Günter Petrak
A finales de los setenta seguía llevando el pelo largo y en ocasiones me ponía alguna camisa floreada. Aunque mi gesto era habitualmente hosco, producto de mi formación alemana y la vida difícil que me había tocado vivir, poseía ciertos modales que algunos habrían calificado de afeminados. En ocasiones la melancolía adquiría la forma de un gesto sutil; según las fotos que he podido rescatar de aquella época, la sonrisa casi imperceptible parecía ternura disfrazada de tristeza, y mi inclinación a buscar la belleza en ciertas cosas intrascendentes pudieron ser señales equivocadas. La primera experiencia la tuve en un viaje que hice a la ciudad de México con mi tía, la menor de las hermanas de mi mamá, apenas cuatro años mayor que yo. Estábamos esperando en el andén del metro cuando ella me abrazó fuerte y me dio un beso en la mejilla. Desconcertado me quedé mirándola. “Ese tipo” — me dijo y señaló con un gesto a un joven. —¿Te está molestando? —pregunté. “No, te está mirando, le gustaste”. No recuerdo cuál fue mi reacción, pero habrá sido de indiferencia, nunca tuve prejuicios, de hecho, por aquella época mi mejor amiga era lesbiana (IEM). No obstante, unos años después sufrí la desagradable experiencia del acoso de parte de un compañero del taller literario al que asistíamos, quien me acorraló en un rincón de la Casa de Cultura de Puebla. Hubo forcejeo, aunque no insultos. Al final logré mantener una cierta amistad con él, de mutuo respeto (moriría en 2020). Los setenta y los ochenta fueron una época de mayor intolerancia que ahora, con momentos terribles: uno de nuestros amigos, homosexual, a quien apodábamos el “patecabra” porque cojeaba debido a una malformación en su pierna, fue asesinado en su departamento de una forma brutal y sádica, amarrado a la cama. El machismo imperante afectaba por igual a hombres y a mujeres. El peor insulto que te podían escupir era el de “maricón” o “puto” …
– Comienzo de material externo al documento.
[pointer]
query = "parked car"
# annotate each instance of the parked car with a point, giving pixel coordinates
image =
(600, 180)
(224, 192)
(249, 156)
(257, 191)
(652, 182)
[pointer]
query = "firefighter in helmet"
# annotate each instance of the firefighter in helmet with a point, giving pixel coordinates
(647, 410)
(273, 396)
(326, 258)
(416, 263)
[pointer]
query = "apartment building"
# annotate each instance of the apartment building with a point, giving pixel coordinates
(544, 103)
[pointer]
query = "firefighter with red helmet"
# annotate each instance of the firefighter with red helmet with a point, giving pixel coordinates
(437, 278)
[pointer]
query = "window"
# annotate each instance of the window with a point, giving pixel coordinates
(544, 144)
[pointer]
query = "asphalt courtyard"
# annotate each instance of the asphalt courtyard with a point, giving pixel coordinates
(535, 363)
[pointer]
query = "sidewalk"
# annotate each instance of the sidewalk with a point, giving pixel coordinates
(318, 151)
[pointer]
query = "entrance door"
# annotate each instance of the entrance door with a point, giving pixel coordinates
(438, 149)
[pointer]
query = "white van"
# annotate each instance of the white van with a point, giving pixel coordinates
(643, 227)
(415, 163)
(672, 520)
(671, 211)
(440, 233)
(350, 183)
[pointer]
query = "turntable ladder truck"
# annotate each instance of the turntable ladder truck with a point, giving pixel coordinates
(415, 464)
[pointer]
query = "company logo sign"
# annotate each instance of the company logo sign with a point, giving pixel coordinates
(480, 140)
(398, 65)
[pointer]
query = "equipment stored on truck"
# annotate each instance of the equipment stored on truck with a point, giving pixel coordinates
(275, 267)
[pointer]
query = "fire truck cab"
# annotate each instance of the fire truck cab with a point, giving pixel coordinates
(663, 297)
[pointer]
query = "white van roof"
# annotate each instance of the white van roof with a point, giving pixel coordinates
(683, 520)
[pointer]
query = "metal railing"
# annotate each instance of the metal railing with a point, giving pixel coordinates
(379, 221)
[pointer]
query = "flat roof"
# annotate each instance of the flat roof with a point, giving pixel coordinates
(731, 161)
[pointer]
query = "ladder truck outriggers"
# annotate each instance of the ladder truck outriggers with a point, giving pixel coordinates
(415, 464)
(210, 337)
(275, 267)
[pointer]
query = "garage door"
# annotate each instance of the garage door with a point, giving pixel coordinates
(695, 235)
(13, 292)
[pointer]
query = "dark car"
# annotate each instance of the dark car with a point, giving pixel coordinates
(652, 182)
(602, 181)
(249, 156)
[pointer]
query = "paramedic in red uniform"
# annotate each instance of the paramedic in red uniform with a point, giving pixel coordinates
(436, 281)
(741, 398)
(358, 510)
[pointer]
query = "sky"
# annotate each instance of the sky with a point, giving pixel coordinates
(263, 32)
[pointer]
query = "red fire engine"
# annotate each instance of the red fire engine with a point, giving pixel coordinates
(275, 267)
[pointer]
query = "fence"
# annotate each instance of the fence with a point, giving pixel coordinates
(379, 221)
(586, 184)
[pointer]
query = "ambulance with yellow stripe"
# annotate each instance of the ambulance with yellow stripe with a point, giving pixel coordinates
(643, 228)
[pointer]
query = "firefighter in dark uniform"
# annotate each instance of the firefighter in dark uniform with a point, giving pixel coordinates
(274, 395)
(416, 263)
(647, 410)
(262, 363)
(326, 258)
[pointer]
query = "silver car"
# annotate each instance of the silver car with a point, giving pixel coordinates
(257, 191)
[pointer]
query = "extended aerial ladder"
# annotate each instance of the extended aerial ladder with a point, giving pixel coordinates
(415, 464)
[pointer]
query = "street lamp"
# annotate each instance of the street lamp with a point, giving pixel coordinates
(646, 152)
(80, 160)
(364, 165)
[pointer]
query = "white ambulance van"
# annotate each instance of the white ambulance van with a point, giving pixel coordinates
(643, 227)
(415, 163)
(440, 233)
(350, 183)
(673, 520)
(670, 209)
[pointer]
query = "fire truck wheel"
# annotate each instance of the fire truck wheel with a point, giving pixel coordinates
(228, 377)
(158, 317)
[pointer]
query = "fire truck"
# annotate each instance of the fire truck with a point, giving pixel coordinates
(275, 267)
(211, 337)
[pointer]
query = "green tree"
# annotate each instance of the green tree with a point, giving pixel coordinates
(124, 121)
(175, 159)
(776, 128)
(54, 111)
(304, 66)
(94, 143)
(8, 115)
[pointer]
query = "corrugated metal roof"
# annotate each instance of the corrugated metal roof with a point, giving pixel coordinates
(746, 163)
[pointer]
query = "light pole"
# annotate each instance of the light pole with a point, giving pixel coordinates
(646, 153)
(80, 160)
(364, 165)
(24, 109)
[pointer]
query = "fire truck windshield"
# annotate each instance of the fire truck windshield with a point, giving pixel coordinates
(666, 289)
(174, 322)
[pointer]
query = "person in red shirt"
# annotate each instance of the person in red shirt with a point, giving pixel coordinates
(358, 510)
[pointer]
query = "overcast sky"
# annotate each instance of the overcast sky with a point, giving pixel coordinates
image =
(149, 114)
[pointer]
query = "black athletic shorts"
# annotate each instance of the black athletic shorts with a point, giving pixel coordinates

Y aquí sigue un cambio de escena: Es 1980. En el pequeño cubículo pintado de blanco hay un escritorio, una silla y un librero; detrás del escritorio, colgado en la pared, está un retrato enmarcado, en blanco y negro, de Beethoven, trazado a lápiz. Es enorme, si uno lo ve desde el hall de la entrada al bloque de oficinas ocupa el ancho de la puerta. Era el cubículo de mi jefe inmediato, un joven guapo, de modales refinados que usaba ropa de marca. Me simpatizaba, era amable en el trato y era culto. Trabajábamos en el área de servicios al personal de una empresa siderúrgica y nuestra tarea consistía en coordinar actividades recreativas, de capacitación y culturales para los empleados y sus familias. Un día le pedí permiso para ir a la ciudad de Puebla (la empresa se encuentra en San Miguel Xoxtla, a 22 kilómetros) a recoger algunos trípticos que había mandado a hacer en una imprenta. Él me dijo que me acompañaba en su auto. Puso un casete de música clásica y después de un rato de silencio me preguntó: “¿eres normal?” … Bueno, le dije, tengo dos brazos, dos piernas… “Me refiero a si te gustan las mujeres”.
- ¡Ah, claro! ¿A ti no?
- Sí, pero me gustan más los hombres.
Silencio.
- La imprenta está a unas cuadras de mi casa. Te invito un café.
No era una casa lujosa, pero tenía un piano de Steinway & Sons.
- Estudié en Nueva York. Leonard Bernstein fue mi maestro.
Lo escuché con arrobo, no sé cuánto tiempo, la melodía se impregnó en mi ropa, en mi piel y la llevé conmigo durante días. Nunca estuve seguro de si su intención fue seducirme, no intentó tocarme, no me hizo insinuaciones. A ambos nos despidieron cuando la empresa entró en crisis y desapareció el departamento en el que trabajábamos, pero antes de eso, contratamos al cantante Emanuel para un evento de fin de año de la fábrica. La atmósfera de la empresa, de la oficina de mi jefe y la música de Beethoven me inspiraron el cuento “Los cristales invisibles de sus gafas” que fue publicado en la revista Ciencia y Desarrollo y aparece en varias antologías de cuento de Ciencia Ficción.